Inside the Swankiest Curry House in Berlin
By Tom Taylor . October 2, 2017
Quite honestly, getting an invite to dine at the super exclusive India Club restaurant was a big deal for me.
Fine dining just steps away from the Brandenburg Gate and the Reichstag? And it’s curry? I’d cancel my own wedding for this.
High-end Indian cuisine seemed an unusual prospect and I was curious to find out how it compares to the kind of no-frills curries I have grown up with. Is it going to be served in ridiculously fancy jewel-encrusted dishes? Will it meet the requirements of a curry-loving Brit? And do I have any clothes smart enough to get into this place? These were the kinds of questions I asked myself as I stepped inside the India Club, which backs out onto the Jewish memorial by the Brandenburger Tor.
Immediately you feel like you’re in for something special. It’s elegant, colourful and is decked out with colonial-style mahogany furniture. A lot of Indian restaurants go overboard with their decor, but the India Club’s cool colour scheme and warm lighting feels just right.
Manish Bahukhandi is the head chef at the India Club, and is famed for his ‘rustic’ approach to the cuisine. He specialises in North Indian dishes and has built his reputation cooking at some of the best restaurants in India. I’m honoured (and slightly bewildered) to be able to try his dishes.
So, what of the food?
First came a selection of homemade chutneys and poppadoms. Creamy mint sauce, a spicy tamarind dip and a mango chutney served with cone poppadoms. Does the quality of these initial offerings at curry houses bear any reflection on what’s to come? If so, then it’s at this stage that we knew we were in safe hands. There was a nutty quality to the tamarind dip and the mint sauce easily rivalled the kind I’m used to having with my leg of lamb back on Brexit Island. Dips in Indian restaurants usually serve to appease your appetite whilst you wait for the good stuff, but crikey this stuff was next level.
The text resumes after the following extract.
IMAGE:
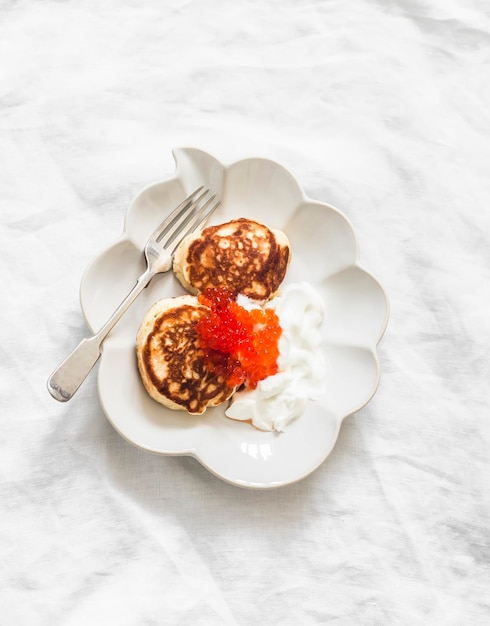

Curious to know what would be best beverage to accompany a curry (we just assumed it was beer), we asked our waiter for recommendations. He presented us with two lassies (drinks, not Scottish women) – one salted and one made from mango.
“Dal so rich and thick it could have been a meat broth”
Up next was a beautifully creamy black dal made with beluga lentils. This was something we hadn’t tried before. Dal so rich and thick it could have been a meat broth. We weren’t done with starters yet, and out came a selection of delicacies from straight out of the tandoor oven.
Cauliflower stuffed with cheese and succulent chunks of tandooried pineapple that were so juicy and spicy they gave me a choking fit (a sign of quality, I can assure you). The chicken tandoori was hands down the best I’ve ever tasted. It was cooked perfectly – juicy and delicate with a sweet spicy taste.
…and then out came the mains
We decided it’d be wise to use this once-in-a-lifetime opportunity to try stuff we wouldn’t normally try (or ever afford). We picked a delicious duck vindaloo, which was served in a Goan curry.
Unsurprisingly (we’re in the land of mild curries after all…), it wasn’t quite the hallucinatory experience of a British vindaloo, where you end up grabbing wildly at any liquid within reach in order to calm the inferno taking place in your mouth. It was very delicious though.
Chef Manish Bahukhandi cooks his butter chicken according to his family’s recipe, so we knew it was worth trying. Rich and smooth, I’m sure this is a real home comfort back in India. I could eat this every day.
You know you’re in somewhere swanky when…
It would have been rude of us not to try the lamb shank curry, which comes with huge shanks that have been braised for 18 hours. When you’re in a high-end eatery, act like you’re bloody in one, right? Our curry came topped with gold leaf, which I assume is normal around these parts.
I swiftly pocketed the gold (note to self: must go to the jewellers for a valuation). The curry? It was rich, comforting and delicately spiced. More a meat stew than the hot British curries I’m used to, but along with the saffron rice and a perfect naan bread it was a memorable little dish.
So you might be wondering how high-end Indian cuisine compares to more affordable curry options? Well, you can tell that the quality of ingredients is very high, and that Chef Manish is an exceptional cook.
Combined with great presentation and an exciting menu, you realise you’re getting something special coming here. It was the starters that really impressed me. I loved the selection of treats from the tandoori oven and I wonder when I’ll try a dal that tasty again. Would I come back? Yes – it’s possible to share a lot of the main courses and we saw a few groups of people doing just that. You can sample a wide selection of the menu without it leaving you destitute.
Want to really impress folks coming to visit you? Got a date with an ambassador and feeling the pressure to take them somewhere nice? You know where to go.